14. The electronic device of claim 11, wherein the at least one processor is further configured to:

convert at least part of the voice input into a set of characters;

update at least part of the set of characters based on the at least one content selected from the one or more displays; and

determine the function corresponding to the voice input based on the updated at least part of the set of characters.

15. The electronic device of claim 11, wherein the at least one processor is further configured to:

parsing the voice input to determine a portion of the voice input indicating a grammatical subject related to the selected at least one content displayed on the one or more displays,

wherein determining the function corresponding to the voice input is at least partially based on the indicated grammatical subject.

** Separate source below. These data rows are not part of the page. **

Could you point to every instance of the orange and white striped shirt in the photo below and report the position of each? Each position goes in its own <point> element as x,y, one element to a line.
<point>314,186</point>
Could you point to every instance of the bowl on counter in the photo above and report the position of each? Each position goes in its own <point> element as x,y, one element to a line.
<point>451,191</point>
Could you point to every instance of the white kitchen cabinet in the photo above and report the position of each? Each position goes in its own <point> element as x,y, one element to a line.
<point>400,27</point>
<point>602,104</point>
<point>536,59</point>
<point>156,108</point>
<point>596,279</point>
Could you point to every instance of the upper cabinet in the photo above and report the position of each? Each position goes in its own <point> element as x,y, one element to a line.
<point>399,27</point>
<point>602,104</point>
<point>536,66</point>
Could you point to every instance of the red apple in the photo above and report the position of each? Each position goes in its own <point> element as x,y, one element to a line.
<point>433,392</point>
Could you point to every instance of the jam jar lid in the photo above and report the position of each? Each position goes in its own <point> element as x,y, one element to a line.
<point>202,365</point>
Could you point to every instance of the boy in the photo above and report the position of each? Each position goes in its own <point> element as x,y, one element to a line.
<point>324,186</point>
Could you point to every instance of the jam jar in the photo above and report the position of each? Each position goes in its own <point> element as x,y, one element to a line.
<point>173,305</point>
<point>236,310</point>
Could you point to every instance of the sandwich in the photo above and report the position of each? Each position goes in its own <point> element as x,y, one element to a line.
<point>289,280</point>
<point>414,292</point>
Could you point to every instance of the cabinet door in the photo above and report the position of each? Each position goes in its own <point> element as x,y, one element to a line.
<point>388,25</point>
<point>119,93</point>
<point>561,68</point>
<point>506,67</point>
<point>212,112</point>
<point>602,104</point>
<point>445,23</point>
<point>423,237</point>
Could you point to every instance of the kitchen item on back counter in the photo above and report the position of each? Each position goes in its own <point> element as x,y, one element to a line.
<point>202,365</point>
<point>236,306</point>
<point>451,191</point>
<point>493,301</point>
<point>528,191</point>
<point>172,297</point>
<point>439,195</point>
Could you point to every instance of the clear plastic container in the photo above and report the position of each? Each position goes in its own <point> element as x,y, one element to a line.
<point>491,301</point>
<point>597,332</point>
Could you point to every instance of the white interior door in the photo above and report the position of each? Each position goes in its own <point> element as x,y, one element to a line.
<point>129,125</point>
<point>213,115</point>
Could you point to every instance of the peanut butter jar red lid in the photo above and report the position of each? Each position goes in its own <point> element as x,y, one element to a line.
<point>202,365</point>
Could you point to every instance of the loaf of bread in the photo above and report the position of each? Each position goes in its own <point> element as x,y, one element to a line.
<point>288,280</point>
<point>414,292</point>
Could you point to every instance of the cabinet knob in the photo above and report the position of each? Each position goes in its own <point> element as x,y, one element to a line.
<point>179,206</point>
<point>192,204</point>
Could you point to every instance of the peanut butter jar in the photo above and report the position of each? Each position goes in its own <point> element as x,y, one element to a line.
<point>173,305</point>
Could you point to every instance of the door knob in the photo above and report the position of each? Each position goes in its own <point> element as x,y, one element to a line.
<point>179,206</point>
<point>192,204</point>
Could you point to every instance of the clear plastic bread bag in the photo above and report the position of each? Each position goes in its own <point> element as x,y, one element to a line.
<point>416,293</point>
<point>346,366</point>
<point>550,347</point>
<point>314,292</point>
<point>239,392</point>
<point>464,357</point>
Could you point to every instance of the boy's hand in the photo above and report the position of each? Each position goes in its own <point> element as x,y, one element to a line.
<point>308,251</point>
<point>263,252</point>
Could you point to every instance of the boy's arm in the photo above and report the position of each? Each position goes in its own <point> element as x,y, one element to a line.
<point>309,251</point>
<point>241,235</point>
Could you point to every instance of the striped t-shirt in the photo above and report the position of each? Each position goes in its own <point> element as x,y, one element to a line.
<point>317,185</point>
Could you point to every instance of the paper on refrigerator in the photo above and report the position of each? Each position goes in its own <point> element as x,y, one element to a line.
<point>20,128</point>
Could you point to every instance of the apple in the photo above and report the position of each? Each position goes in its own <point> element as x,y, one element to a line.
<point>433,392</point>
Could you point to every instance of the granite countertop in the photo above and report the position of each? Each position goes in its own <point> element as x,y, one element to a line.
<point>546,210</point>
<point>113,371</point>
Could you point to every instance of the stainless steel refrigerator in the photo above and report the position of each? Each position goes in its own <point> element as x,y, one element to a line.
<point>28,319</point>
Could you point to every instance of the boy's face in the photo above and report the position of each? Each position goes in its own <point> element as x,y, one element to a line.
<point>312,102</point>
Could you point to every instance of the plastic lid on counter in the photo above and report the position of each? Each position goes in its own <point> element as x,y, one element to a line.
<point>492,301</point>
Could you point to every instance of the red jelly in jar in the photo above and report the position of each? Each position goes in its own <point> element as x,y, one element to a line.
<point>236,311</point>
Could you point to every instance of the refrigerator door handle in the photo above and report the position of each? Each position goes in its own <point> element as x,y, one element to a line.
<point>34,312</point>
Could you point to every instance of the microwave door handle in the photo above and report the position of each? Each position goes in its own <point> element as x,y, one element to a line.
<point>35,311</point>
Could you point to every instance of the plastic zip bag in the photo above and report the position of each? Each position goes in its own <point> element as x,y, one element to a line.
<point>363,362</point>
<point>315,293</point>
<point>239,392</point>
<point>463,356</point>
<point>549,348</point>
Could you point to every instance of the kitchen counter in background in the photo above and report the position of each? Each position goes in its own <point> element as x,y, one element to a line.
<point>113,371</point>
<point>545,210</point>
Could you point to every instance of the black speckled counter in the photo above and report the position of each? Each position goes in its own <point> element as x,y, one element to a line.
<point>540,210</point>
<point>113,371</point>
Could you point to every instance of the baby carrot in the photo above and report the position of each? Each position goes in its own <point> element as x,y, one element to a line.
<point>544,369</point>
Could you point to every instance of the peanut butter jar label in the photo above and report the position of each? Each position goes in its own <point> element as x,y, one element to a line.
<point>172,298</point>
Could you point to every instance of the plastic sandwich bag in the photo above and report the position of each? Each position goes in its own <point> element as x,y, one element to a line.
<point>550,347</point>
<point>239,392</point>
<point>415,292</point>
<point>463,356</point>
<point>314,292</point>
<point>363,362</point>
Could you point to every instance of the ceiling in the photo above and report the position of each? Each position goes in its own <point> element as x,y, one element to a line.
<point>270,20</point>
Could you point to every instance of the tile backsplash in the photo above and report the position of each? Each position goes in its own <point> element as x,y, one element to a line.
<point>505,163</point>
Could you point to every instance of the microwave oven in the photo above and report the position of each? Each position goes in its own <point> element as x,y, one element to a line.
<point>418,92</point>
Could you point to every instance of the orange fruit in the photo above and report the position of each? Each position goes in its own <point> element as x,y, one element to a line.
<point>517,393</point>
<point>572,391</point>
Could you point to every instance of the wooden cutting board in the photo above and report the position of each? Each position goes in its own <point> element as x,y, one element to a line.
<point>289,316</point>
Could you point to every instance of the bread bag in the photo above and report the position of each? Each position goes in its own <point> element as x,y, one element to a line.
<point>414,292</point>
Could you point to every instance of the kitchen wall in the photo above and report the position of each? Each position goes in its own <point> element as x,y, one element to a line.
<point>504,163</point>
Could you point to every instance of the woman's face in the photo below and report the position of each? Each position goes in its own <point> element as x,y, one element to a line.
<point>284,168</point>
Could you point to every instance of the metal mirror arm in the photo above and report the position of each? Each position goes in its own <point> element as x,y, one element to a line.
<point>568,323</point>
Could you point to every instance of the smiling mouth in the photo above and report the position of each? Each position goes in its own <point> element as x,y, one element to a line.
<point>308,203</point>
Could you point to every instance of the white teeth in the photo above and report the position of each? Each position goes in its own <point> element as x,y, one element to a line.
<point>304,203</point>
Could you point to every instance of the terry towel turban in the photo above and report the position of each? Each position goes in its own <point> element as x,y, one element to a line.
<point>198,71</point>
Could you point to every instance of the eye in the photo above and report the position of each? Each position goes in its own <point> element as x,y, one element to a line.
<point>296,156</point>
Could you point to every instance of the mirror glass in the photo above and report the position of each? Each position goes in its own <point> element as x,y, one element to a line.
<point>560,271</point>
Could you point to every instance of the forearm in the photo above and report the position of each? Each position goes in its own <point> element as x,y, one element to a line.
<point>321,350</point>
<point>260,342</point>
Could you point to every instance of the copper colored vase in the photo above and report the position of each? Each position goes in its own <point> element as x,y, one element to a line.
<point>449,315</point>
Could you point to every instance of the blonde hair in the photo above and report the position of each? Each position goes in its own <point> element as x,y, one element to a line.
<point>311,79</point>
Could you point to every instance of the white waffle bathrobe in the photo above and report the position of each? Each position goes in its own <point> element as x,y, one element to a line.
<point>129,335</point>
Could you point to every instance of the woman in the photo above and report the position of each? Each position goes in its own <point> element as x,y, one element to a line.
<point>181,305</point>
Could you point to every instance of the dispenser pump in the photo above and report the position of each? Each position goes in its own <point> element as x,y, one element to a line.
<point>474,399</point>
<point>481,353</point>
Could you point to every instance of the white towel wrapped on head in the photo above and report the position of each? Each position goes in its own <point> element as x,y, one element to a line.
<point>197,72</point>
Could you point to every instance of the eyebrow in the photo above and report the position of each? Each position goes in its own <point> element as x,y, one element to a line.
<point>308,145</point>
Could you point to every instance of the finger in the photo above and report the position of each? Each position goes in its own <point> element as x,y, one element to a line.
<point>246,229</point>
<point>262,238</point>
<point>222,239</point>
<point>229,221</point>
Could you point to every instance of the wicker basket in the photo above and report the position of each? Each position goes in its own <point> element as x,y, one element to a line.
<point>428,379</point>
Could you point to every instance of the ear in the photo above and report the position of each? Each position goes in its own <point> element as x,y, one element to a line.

16. The electronic device of claim 11, wherein determining the function further comprises:

retrieve from the memory a first relevance value of a first function to the selected at least one content and a second relevance value of a second function to the selected at least one content; and

select the first function or the second function as the determined function according to a comparison of the first relevance value to the second relevance value.

17. The electronic device of claim 11, wherein determining the function based on, in addition to the selected at least one content, one or more of an application in use, location information, environment information, or an available peripheral device.

18. The electronic device of claim 11, wherein the at least one processor is further configured to:

control a display unit to display a graphic effect highlighting a region or displayed object corresponding to at least one of the received voice input, the selected at least one content, or the executed determined function.

19. The electronic device of claim 11, wherein determining the function corresponding to the voice input is further based on an acoustic attribute related to the voice input.

20. A non-transitory computer-readable recording medium in an electronic device, which records a program executable by a processor to:

receive a voice input;

detect, via at least one sensor, a gesture associated with the voice input;

select at least one content displayed on one or more displays functionally connected with the electronic device based on the gesture; and

determine a function corresponding to the voice input based on the selected at least one content and executed the determined function.